U.S. defense officials are reporting growing dissension in Taleban-controlled areas of Afghanistan over the use of civilians as human shields.
Defense Secretary Donald Rumsfeld said the latest civilian dissent stems from the Taleban's placement of anti-aircraft weapons in residential areas. "We know of certain knowledge, they're putting anti-aircraft batteries on top of buildings in residential areas for the purpose of attracting bombs so that, in fact, they can then show the press that civilians have been killed. And I can tell you that the Afghan civilians don't like it," he said.
Mr. Rumsfeld also told reporters at the Pentagon Thursday that workers for relief organizations are being seized, beaten and threatened with death if they report Taleban misuse of humanitarian supplies. He said he confirmed this with the United Nations World Food Program. "Why don't we hear non-governmental organizations talking about the fact that their warehouses are broken into, the materials are taken, their workers are beaten?
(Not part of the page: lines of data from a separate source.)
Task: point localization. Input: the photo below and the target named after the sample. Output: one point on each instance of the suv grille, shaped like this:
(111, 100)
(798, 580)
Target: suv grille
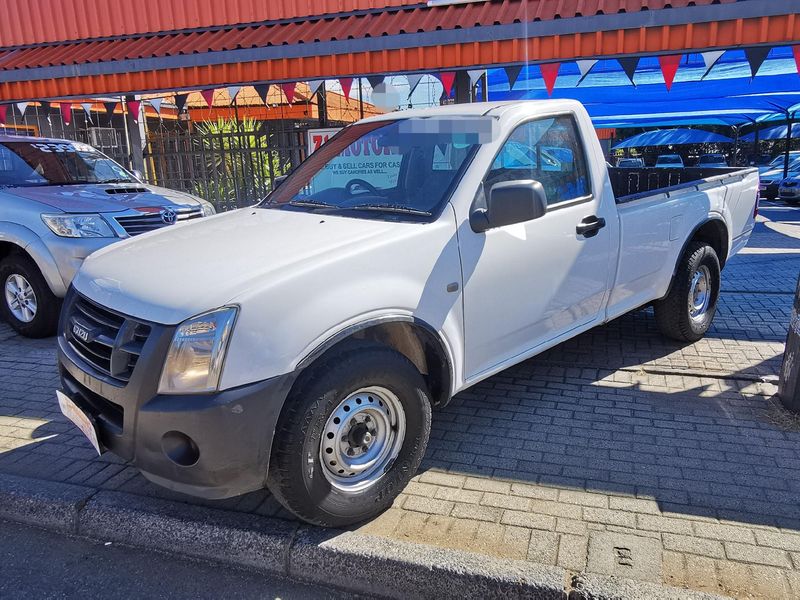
(149, 221)
(108, 341)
And the answer is, it's very simple, the Taleban will shoot their people if they do, so they keep their mouths closed," he said.
Meanwhile, the Pentagon has a new problem with its own air drops of humanitarian relief supplies. The more than one million ration packets already dropped into Afghanistan are bright yellow, the same color as deadly cluster bomb canisters, some of which have fallen to the ground unexploded.
General Richard Myers, Chairman of the military's Joint Chiefs of Staff, said efforts are under way to prevent any fatal accidents. "We have dropped fliers that show the pictures and the proper language to explain why you want to go to one and you don't want to go to the other," he said. "We hope that helps. Another thing we're doing is with the food packets is changing the color of their design. We're going to, .. I think it's going to be blue."
But General Myers says the changeover will take time and in the meantime, airdrops of the easily visible yellow food packets will continue.